As average earnings in the UK drop back to levels not seen for a decade, official statistics show that men have suffered the biggest decline with a 4 per cent slide in wages since 2003.
Last year, the median gross hourly wage in the UK was £11.21 – 3 pence less than in 2003, figures adjusted for inflation show.
After three decades of strong wage growth, real wages (wages that have been adjusted for inflation) peaked in 2009.
Yet since the 2008-09 recession, inflation has outstripped wage growth and pushed average earnings in real terms down to “similar levels to those of 2002-03”, said the Office for National Statistics (ONS).
“This represents an annual wage drop in real pay of nearly 3 per cent in 2010-12,” the ONS said. The median gross hourly wage back in 2003 was £11.24 (in 2012 money), the ONS told Channel 4 News.
As a result, the median gross wage in 2012 came in around a £1 less an hour than in 2009, when the median gross wage peaked at £12.25 an hour.
Men in full-time positions in the private sector have been the worst hit, said the ONS, both in London and the UK as a whole. In 2012, male full-time employees living in London earned £15.54 an hour – 4 per cent less than in 2002 when they were on the equivalent of £16.14.
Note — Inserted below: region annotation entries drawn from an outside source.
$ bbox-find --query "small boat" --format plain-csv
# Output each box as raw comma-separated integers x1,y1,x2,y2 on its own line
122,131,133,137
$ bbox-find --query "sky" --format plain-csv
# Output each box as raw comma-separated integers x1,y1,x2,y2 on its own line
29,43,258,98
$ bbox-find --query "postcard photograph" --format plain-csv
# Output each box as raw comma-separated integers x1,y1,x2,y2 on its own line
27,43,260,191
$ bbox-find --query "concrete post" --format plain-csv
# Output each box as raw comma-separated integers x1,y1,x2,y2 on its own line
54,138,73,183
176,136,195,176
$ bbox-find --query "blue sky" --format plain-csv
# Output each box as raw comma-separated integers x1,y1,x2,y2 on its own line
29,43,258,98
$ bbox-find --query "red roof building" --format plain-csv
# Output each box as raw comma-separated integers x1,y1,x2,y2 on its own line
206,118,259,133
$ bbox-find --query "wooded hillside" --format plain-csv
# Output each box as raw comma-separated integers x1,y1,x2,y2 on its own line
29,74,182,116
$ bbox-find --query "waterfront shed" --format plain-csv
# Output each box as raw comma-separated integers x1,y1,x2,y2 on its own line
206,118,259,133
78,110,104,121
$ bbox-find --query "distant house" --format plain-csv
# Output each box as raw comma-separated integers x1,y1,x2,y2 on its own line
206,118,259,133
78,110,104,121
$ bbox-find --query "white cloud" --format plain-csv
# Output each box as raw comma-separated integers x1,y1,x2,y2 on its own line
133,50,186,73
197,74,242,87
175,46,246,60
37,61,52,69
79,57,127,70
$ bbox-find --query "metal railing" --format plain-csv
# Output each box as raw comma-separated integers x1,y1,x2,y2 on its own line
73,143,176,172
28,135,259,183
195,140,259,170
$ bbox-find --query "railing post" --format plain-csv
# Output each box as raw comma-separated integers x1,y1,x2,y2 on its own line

What's changed in a decade?
Average house price
2003 £179,922, 2012 £162,924
Petrol per litre
2003 94p, 2012 £1.25
Loaf of white bread
2003 77p, 2013 £1.31
Tea bags (250g)
2003 £1.94, 2013 £2.05
Pint of milk
2003 49p, 2013 46p
Sources: Nationwide, House of Commons Library, ONS. 2003 prices adjusted for inflation.
The self-employed also suffered a sharp decline in real income in the wake of the recession, particularly in London where the median real income from self-employment fell by a third between 2007/08 and 2010/11.
Though the ONS said it was “too early” to be sure if there has been a permanent change in the long-term trend, the slide has now been sustained for three consecutive years.
Signalling there may be no relief on the immediate horizon, the Bank of England warned today that inflation will rise to 3 per cent or more and remain above target for a further two years.
The ONS said though there were regional variations, the decline in London salaries were “a little less steep” than for the country as a whole.
London employees’ earnings averaged £15.70 an hour in 2012, down from a peak in 2009 of £17.07 (in 2012 money).